Yama fut bien obligé de reconnaître la validité de ses arguments. Têtu, il marmonna pour lui-même :
« Cela fonctionnait pourtant bien au Chapitre de l'Est...
– Mais vous étiez combien ? s'enquit le seigneur.
– Un millier d'hommes environ.
– Sur un petit nombre, cela n'a pas nécessairement le même effet qu'à grande échelle. En plus, je parie que tu étais au sommet de la hiérarchie, pas vrai ? »
Yama acquiesça.
« Et tu es si fort que tu n'as jamais eu à craindre la défaite et la perte de ton rang, je me trompe ? »
Le Vite acquiesça de nouveau, mais son visage s'assombrit de plus en plus, car il comprenait où voulait en venir Mitsuhide.
« Alors de ton point de vue, ça fonctionnait bien. Mais ce n'était sûrement pas l'avis de tous, » conclut Mitsuhide.
Piqué au vif, Yama répliqua :
« Cite-moi donc un système qui fonctionne pour tout le monde. »
Son ami se frotta le menton, ses yeux gris songeurs.
« Mmm... Je reconnais qu'aucun système n'est parfait. Ce n'est toutefois pas une raison pour choisir un système qui nous plaît, qui fonctionne pour nous, au détriment de la majorité. »
Vaincu, Yama poussa un lourd soupir, sous le regard amusé de l'autre homme.
« Je n'avais pas envisagé les choses sous cet angle, reconnut-il.
– Voilà pourquoi personne ne doit gouverner seul. Les conseillers sont là pour apporter d'autres angles de vue, que cela nous plaise ou non. »
Yama lui lança un regard intrigué. Parfois, il se sentait bien plus âgé, mûr et expérimenté que Mitsuhide. Mais en des occasions comme celle-ci, les rôles étaient inversés. Cela dit, c'était pour cette raison aussi que leur relation était aussi bien équilibrée : chacun avait à apporter à l'autre.

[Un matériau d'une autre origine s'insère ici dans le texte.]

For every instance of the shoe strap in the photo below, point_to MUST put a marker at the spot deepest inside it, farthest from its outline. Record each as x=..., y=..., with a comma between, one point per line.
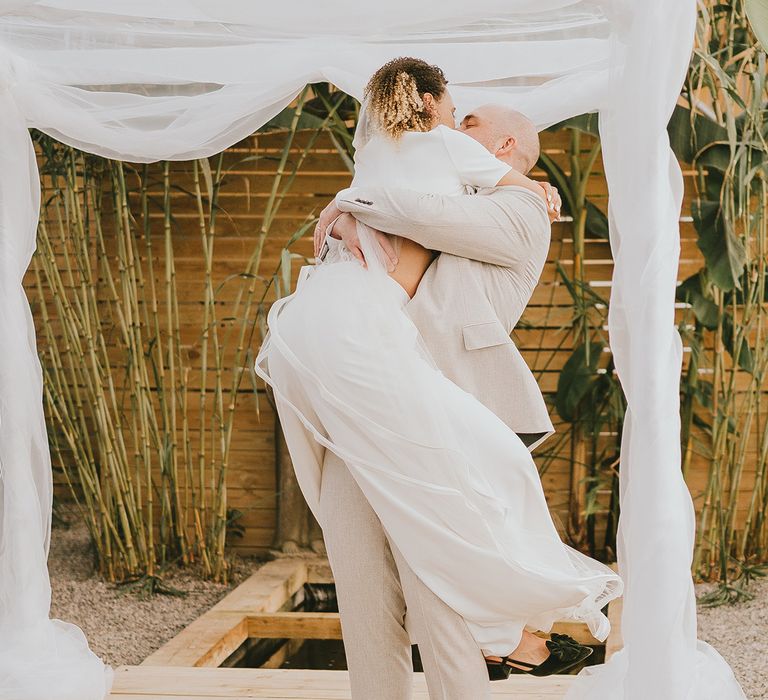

Les compétitions s'enchaînèrent. Les participants étaient en majorité des soldats, mais quelques civils s'y risquèrent, notamment pour le tir à l'arc ou la course à cheval qui étaient un peu plus pratiqués en dehors des casernes. Toutefois, ce furent les militaires qui obtinrent les premières places. Étrangement, il y avait toujours au moins un des membres des troupes de Yama dans les trois premiers, ce qui ravit Mitsuhide.
« Tu as vraiment fait des merveilles avec tes hommes, le félicita-t'il. Dire qu'il y a quelques mois à peine, ils n'étaient pas du tout formés ! »
Yama avait l'air nettement moins heureux de ces bons résultats.
« Bah, j'ai un don pour trouver les talents... et la bonne motivation, dirait-on.
– La bonne motivation ? » releva Mitsuhide, intrigué.
Mais Yama ne voulut pas en dire plus.
À chaque annonce du classement, les soldats de Yama le saluaient depuis l'arène avec les yeux brillants de joie et un sourire ravi. Yama était sûr qu'ils connaissaient l'enjeu de son pari avec les commandants et que c'était pour cette raison qu'ils se donnaient autant à fond. En d'autres circonstances, ce serait louable, mais là...
« J'ai l'impression qu'il n'étaient pas aussi enthousiastes pour défendre leur province contre l'Armée Impériale, » songea-t-il un peu injustement.
Il ne pouvait pas ouvertement encourager les soldats des autres casernes, mais ce n'était pas l'envie qui lui manquait.
La course à cheval fut remportée par une femme — donc une membre de l'armée de Yama. Cela déclencha un commentaire de mauvaise foi de la part d'un des concurrents :
« C'est pas juste, elle est plus légère ! Normal qu'elle aille plus vite !
– Rien ne t'oblige à t'empiffrer de brioches au lotus ! » répliqua la gagnante avec un sourire moqueur.
Les spectateurs approuvèrent la réplique avec hilarité. Honteux, le mauvais perdant quitta la piste sous les huées.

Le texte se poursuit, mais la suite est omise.